Apple's Taptic Engine works in cooperation with audio feedback from Apple Watch's speaker for a powerful tactile feedback experience.


For example, over-scrolling beyond the boundaries of a list triggers rubber-banding physics, a UI feature first introduced in Apple's original iPhone. On Watch, rotational crown input becomes exponentially less responsive after scrolling past the top or bottom edge of a text box, a process that continues until the UI hits a "breaking point" and snaps the onscreen list back to normal viewing parameters like a rubber band. Taptic Engine feedback reinforces what is seen onscreen by producing a sensation best described as a taut rubber band being plucked gently on your wrist.

Translating that same haptic feedback technology to a full-fledged iOS device would not only bring parity across Apple's range of portable products, but could serve to enhance the user experience in ways never before possible.

Imagine an iPhone or iPad capable of reproducing rubber-banding vibrations similar to Apple Watch, but on a larger scale.
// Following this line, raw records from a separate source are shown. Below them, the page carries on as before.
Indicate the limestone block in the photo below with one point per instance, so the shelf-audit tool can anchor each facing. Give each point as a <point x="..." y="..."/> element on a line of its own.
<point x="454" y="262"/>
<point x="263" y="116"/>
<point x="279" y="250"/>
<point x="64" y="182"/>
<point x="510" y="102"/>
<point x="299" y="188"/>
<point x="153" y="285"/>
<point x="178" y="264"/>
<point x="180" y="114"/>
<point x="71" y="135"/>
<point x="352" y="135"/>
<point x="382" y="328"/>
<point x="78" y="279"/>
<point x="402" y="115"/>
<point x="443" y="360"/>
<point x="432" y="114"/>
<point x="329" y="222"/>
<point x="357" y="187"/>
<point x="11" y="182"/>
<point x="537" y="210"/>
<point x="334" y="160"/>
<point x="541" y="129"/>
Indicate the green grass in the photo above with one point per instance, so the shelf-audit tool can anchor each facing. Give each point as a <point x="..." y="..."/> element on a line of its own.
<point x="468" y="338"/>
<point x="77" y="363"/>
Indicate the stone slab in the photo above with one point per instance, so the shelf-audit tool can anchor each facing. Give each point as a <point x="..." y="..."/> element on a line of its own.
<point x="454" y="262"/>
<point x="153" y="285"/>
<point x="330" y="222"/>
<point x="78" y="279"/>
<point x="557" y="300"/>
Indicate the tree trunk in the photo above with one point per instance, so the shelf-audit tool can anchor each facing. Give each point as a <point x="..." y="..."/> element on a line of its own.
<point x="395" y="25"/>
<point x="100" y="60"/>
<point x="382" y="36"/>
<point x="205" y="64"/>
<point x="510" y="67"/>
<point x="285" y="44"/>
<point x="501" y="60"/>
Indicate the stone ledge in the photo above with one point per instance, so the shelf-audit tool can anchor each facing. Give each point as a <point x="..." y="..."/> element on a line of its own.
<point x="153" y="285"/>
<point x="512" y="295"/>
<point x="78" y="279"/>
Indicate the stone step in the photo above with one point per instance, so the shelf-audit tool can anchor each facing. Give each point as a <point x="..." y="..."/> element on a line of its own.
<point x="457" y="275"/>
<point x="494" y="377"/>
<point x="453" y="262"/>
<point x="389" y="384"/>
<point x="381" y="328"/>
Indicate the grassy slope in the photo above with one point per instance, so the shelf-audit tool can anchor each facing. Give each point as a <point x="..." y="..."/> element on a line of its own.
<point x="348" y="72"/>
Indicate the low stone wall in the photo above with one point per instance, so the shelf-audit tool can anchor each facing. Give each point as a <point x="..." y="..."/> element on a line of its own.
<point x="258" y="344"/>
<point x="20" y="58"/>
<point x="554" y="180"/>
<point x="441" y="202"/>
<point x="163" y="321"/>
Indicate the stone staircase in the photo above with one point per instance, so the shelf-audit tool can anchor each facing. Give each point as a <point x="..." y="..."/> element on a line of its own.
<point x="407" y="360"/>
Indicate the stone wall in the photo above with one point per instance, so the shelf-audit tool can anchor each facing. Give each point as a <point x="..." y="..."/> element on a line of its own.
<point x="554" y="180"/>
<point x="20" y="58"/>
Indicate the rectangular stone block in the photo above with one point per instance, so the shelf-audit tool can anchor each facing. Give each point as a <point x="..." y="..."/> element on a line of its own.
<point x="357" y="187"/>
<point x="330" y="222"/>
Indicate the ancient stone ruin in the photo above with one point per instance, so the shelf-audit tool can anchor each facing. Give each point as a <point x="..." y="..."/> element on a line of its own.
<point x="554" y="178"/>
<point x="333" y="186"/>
Relying on their fingertips instead of a wrist, users would be able to better differentiate minute changes in vibration that could open the door to a more compelling haptic language specific to iOS. Or perhaps Apple can embed two or more Taptic Engines, located opposite each other on a handheld device, all working together to produce a deeper and more convincing set of responses.


iPhone 6 linear actuator. | Source: iFixit


Games makers are always looking to deliver a more immersive experience, from the Nintendo 64 Rumble Pak in the late 90s and Microsoft's Force Feedback. Apple's Taptic Engine could serve an identical function in iPhone and iPad, but offer discrete, accurate in-game feedback generations removed from prior technology.

Rumors already claim the Taptic Engine is coming to next-generation "iPhone 6s" handsets, though it remains unclear how exactly Apple plans to integrate the requisite hardware. The company could simply scale up Apple Watch's Taptic Engine —some users complain the wearable's vibratory feedback is too weak —but with larger screens and handheld form factors, a more thoughtful approach to installation location, size and iOS-centric responses would be optimal.

In any case, the gains won by adding Taptic Engine tech to an already formidable arsenal of iOS UI and UX features could be hge if accomplished correctly, but such a leap could require much more than a beefed up version of what's offered with Watch.